Unsurprisingly, all panelists foresaw a shift in demand for office space as a result of the working from home revolution, although it was agreed that going forwards as lockdown eases, the demand will be for flexible working not homeworking, and the demand for collaborative office space will continue, particularly in the creative industries. An increased demand for flexible office space is also predicted, where the “one monthly price” modelling (including dilapidations liability) will become particularly attractive to businesses who will be watching their cash flow carefully through the recovery period. Steve Norris also predicted a change in lease term flexibility, anticipating that it is unlikely that the leases of new space entering the London market currently let on 10 and 15 year terms will be renewed on such long terms in the future. Flexibility will be the key word in a post-Covid 19 world.

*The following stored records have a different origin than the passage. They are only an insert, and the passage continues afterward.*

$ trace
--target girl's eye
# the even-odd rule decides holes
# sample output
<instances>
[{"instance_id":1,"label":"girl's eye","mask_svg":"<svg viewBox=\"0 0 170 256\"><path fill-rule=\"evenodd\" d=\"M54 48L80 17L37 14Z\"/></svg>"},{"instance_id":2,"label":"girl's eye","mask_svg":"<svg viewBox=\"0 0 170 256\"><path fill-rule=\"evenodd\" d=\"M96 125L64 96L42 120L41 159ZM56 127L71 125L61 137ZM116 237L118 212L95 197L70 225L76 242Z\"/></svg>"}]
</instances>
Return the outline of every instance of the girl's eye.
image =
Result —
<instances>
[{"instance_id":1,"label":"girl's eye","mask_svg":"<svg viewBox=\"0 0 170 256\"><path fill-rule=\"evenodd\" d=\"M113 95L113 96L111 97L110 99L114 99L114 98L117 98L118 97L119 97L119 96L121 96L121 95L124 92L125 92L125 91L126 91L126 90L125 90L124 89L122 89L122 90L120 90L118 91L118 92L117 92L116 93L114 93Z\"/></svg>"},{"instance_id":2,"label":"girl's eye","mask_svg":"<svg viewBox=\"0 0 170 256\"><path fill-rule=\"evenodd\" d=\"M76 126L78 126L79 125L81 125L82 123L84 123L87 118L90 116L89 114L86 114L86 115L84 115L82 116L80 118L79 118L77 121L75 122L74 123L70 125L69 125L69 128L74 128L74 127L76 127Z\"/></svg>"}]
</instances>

Optimism was further found in the effects of the macro-economic policies that have been rolled out over the last few months. Mark Shipman highlighted that valuation yields have compressed as we head towards negative interest rates with the result that some property investments with 3-4% yields and an occupier with a strong covenant in place, are looking attractive to investors with the result that some property values in the West End are heading upwards. Landlords are also looking at alternative uses for their assets, and the Government’s recent announcements regarding relaxation of planning laws to permit certain developments without formal planning permission means we may see the repurposing of investment assets, for example, from ground floor retail to residential.

In summary, while landlord, tenants and funders have already been faced with a tsunami of challenges as a result of the Covid 19 pandemic, the waters have not yet stilled and these three sectors will need to work together over the remainder of 2020 in good faith to ensure that opportunities are created in the long term.